이번 policy-level 세팅에서도 cuda_event와 sync_wall이 거의 같았다. 하지만 이것을 곧바로 “policy 전체가 GPU compute-bound이다”라고 해석하면 안된다. 이유는 지금 timing 함수가 policy.infer() 전체를 감싼 상태에서 CUDA event를 찍기 때문이다. policy.infer() 내부는 다음과 같다:

input transform
numpy → torch tensor 변환 및 device 이동
Observation.from_dict()
sample_actions()
torch tensor → CPU numpy 변환
output transform

CUDA event를 함수 바깥에 걸면, CPU preprocessing 때문에 GPU stream이 idle인 시간도 event interval 안에 들어갈 수 있다. 따라서 policy-level에서 event와 wall이 같다는 것은 end-to-end bracket이 일관되게 측정됐다는 뜻이지, preprocessing overhead가 없다는 뜻은 아니다. 따라서 다음으로 stage breakdown이 필요하다.

policy stage breakdown

profile_shallow_pi_policy_stages.py

#!/usr/bin/env python3

import argparse
import json
import pathlib
import statistics
import time
from collections import defaultdict
from typing import Any, Callable

import jax
import numpy as np
import torch

from openpi.models import model as _model
from openpi.policies import libero_policy
from openpi.policies import policy_config
from openpi.training import config as _config


def parse_args() -> argparse.Namespace:
    parser = argparse.ArgumentParser()

    parser.add_argument("--config", type=str, default="pi0_libero_l06")
    parser.add_argument("--ckpt", type=str, required=True)
    parser.add_argument("--device", type=str, default="cuda:0")

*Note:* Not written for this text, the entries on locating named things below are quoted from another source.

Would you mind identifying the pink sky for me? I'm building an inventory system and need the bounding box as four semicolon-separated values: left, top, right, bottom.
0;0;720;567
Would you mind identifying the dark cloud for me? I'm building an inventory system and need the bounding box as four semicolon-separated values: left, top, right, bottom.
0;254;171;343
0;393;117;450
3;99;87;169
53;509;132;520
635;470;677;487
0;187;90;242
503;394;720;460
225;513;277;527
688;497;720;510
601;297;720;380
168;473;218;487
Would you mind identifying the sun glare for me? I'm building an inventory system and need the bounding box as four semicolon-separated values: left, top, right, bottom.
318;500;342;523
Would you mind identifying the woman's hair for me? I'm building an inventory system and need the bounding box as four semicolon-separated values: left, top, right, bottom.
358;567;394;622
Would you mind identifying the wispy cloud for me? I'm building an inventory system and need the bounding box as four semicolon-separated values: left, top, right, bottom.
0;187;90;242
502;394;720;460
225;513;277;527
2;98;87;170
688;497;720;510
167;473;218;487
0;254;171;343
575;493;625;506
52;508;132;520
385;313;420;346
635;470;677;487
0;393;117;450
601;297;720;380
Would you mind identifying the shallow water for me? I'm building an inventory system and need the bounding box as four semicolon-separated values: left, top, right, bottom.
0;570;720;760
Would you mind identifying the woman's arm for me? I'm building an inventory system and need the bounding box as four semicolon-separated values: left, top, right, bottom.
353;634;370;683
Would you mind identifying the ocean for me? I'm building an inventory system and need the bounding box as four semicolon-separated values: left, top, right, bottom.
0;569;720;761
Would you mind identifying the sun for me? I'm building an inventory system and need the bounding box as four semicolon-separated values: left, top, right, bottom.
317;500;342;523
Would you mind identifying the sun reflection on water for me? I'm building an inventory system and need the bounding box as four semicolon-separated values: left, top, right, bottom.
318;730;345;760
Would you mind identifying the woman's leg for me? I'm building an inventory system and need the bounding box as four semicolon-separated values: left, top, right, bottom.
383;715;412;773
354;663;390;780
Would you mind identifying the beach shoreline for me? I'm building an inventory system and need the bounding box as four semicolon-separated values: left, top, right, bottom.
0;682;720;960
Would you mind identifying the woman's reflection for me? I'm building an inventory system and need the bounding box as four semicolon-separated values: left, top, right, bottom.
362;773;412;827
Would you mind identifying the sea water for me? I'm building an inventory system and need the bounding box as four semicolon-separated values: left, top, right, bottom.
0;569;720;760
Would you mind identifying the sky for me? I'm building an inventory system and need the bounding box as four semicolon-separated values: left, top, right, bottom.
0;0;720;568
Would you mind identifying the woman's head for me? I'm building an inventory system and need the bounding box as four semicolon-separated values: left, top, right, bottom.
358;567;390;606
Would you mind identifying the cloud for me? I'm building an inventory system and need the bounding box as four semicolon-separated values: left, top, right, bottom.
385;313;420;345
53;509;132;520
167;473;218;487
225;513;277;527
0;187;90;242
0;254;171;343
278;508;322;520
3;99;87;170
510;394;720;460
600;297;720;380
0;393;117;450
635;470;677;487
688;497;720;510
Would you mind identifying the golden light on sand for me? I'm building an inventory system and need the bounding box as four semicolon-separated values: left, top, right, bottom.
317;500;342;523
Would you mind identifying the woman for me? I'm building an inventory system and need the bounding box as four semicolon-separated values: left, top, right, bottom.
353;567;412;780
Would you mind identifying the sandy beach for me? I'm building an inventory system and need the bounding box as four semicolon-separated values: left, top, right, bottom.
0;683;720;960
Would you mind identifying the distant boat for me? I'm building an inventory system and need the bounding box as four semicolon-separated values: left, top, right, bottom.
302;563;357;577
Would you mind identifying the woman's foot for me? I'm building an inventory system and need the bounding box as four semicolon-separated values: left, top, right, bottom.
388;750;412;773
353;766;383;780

    parser.add_argument("--num-steps", type=int, default=10)
    parser.add_argument("--warmup", type=int, default=30)
    parser.add_argument("--iters", type=int, default=100)
    parser.add_argument("--seed", type=int, default=0)

    parser.add_argument(
        "--out-json",
        type=str,
        default="profiles/latency/policy_stage_breakdown.json",
    )

    return parser.parse_args()


def summarize(values: list[float]) -> dict[str, float]:
    values = sorted(values)
    n = len(values)

    def percentile(p: float) -> float:
        idx = min(n - 1, int(round((p / 100.0) * (n - 1))))
        return values[idx]

    return {
        "count": n,
        "mean_ms": statistics.mean(values),
        "median_ms": statistics.median(values),
        "p90_ms": percentile(90),
        "p95_ms": percentile(95),
        "p99_ms": percentile(99),
        "min_ms": min(values),
        "max_ms": max(values),
    }


def make_policy(args: argparse.Namespace):
    train_config = _config.get_config(args.config)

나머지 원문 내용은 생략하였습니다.